Does Pannell bother to point out to BBC audiences – and al Ghossein – that the Gaza Strip has not been under “Israeli occupation” for nine years? In light of that fact, does he dig deeper in order to give viewers some sort of insight as to how Hamas defines ‘occupation’ and which geographical areas its definition actually includes? Does he pick up on the glaring aberration of an internationally designated terrorist organization – which has targeted Israeli civilians with thousands of military grade missiles for fourteen years and sent dozens of suicide bombers to carry out carnage in Israeli cafes, shopping malls and buses – lecturing BBC viewers on “ethics”? The answer to all those questions is of course no. Instead, Pannell allows al Ghossein a platform from which to cynically commandeer the language of human rights, turning a violent, antisemitic terrorist organization into a popular movement for “freedom”.
Pannell then tries to steer al Ghossein towards expatiation of Hamas’ pre-ceasefire demands – a theme we have seen being advanced repeatedly in BBC coverage in recent days.
“So let’s talk about those objectives. What are the key demands of Hamas? You say that you will abide by a humanitarian truce during Eid. The implication is you will resume the conflict after that until you get – what?”
EaG: “Well the problem is in the Israelis who are keeping to kill us. Not us. They started this war and they continue…”
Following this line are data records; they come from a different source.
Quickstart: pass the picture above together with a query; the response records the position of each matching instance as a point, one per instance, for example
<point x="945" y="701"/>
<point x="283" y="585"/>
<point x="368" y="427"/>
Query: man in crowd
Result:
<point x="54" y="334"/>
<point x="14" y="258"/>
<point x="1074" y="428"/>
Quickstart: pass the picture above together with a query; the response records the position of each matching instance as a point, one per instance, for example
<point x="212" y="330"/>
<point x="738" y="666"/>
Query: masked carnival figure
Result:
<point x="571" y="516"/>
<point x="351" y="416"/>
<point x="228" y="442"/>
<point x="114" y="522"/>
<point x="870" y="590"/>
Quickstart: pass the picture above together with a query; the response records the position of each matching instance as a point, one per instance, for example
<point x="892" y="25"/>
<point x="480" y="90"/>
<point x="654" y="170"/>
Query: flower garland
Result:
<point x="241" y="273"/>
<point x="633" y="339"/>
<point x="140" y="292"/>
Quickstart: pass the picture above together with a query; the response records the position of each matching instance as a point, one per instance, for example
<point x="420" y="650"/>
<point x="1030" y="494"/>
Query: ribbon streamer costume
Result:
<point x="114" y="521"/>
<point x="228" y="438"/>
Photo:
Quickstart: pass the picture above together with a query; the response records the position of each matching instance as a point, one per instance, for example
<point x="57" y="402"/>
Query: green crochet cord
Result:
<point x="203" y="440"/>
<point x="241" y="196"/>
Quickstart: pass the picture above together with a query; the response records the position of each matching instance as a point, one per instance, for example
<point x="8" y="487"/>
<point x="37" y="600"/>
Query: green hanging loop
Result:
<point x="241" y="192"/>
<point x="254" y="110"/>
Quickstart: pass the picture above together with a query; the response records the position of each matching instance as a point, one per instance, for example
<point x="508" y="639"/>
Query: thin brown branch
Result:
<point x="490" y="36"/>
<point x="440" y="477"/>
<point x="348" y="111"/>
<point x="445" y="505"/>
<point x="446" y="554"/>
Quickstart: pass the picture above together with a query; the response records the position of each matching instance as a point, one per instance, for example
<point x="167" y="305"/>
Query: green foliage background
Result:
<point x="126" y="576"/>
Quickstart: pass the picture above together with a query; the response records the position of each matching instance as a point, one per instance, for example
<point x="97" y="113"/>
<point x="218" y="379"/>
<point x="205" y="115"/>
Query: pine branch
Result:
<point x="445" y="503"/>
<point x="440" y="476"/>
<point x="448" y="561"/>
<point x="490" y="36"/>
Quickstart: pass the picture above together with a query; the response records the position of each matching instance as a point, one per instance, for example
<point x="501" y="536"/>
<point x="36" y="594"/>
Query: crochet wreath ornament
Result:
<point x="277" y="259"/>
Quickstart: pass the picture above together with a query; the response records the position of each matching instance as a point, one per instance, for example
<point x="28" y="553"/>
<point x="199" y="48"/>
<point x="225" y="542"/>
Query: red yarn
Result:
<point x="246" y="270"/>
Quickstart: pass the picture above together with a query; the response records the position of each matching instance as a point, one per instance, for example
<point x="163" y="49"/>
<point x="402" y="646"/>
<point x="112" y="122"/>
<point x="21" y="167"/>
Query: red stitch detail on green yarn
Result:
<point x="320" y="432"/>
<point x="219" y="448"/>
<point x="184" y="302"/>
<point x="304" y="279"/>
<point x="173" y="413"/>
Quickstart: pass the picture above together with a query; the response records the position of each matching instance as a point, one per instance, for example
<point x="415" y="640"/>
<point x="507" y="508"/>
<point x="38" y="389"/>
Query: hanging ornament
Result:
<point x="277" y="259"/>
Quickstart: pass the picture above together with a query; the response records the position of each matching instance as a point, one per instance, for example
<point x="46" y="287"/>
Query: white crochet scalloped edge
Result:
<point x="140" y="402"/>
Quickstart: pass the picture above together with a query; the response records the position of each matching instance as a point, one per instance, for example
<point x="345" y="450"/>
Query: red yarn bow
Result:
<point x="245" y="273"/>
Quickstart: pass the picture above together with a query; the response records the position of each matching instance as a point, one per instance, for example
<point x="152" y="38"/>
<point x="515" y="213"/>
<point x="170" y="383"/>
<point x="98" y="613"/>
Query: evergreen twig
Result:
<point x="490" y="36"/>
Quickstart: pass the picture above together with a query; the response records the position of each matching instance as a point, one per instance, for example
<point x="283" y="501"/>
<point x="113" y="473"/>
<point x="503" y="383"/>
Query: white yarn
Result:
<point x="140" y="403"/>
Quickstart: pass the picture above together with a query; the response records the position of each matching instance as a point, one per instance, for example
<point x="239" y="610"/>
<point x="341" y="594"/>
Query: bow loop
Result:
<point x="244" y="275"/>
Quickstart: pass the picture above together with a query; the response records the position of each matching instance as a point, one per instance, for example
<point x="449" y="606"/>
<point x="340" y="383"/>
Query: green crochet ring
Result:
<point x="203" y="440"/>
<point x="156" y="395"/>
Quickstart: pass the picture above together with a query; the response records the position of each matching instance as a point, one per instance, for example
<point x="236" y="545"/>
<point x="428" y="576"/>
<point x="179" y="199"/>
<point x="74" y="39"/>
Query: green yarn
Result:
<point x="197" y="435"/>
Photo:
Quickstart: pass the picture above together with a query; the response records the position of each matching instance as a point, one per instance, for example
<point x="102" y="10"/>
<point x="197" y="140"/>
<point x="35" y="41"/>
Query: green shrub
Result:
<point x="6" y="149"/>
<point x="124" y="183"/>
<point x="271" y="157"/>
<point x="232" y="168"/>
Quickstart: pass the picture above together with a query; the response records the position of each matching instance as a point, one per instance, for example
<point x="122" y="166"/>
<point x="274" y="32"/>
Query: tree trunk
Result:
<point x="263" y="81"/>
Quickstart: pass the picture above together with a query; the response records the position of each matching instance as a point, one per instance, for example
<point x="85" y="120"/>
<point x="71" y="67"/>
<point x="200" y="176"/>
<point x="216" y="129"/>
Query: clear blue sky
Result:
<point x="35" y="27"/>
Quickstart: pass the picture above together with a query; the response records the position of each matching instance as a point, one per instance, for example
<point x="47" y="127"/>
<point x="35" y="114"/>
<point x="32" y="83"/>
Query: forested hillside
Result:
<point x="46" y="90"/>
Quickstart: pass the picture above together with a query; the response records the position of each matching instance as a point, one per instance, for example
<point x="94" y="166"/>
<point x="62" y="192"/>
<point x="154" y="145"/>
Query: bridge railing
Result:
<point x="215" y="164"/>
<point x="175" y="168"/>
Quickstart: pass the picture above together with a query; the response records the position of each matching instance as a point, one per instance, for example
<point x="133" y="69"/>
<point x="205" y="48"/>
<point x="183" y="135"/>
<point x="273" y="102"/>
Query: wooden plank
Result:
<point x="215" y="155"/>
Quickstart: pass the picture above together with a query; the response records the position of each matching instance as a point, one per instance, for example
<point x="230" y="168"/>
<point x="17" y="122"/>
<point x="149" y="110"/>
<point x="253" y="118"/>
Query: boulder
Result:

Pannell interrupts, but not to clarify to audiences that al Ghossein’s version of events is inaccurate and untrue. Instead, Pannell is looking for advancement of his selected theme.
“But the objectives that would lead to the Palestinian factions and the Palestinian people saying enough…”
EaG: “Well…err…nobody will tell the Palestinians to stop defending themselves. The problem is the Israelis who are continuing to kill my people. And so I’m telling you…”
Pannell still hasn’t got what he came for.
“I’m just keen to know…yeah…what is it that you actually want now?”
Finally, al Ghossein responds to Pannell’s repeated prompts and the buzz words arrive.
EaG: “The solution is easy. We’re talking about two million people living in a big jail. 140 square miles with…err…no borders, with no products, with no electricity. There is no life. It’s a slow death since eight years. What we are looking for is lifting the siege, opening the borders and this is actually our rights. We shouldn’t get with all this blood. We should get it without anything but the problem is unfair international community that keep in silence since eight years in front of them.”
Predictably, Pannell makes no effort to ask his interviewee why – if it is so concerned about conditions in the Gaza Strip – Hamas initiated, carried out, allowed and facilitated the terrorism in the territory under its control which brought upon the population there the implementation of border restrictions by both Israel and Egypt in order to protect their own civilians. Neither does Pannell bother to enquire whether – in the event of the lifting of border restrictions – Hamas will rearm with the help of its foreign sponsors Iran and Qatar and continue to carry out terrorism against its neighbouring countries. He goes on:
“Are you any closer to achieving those aims now than you were one month ago?”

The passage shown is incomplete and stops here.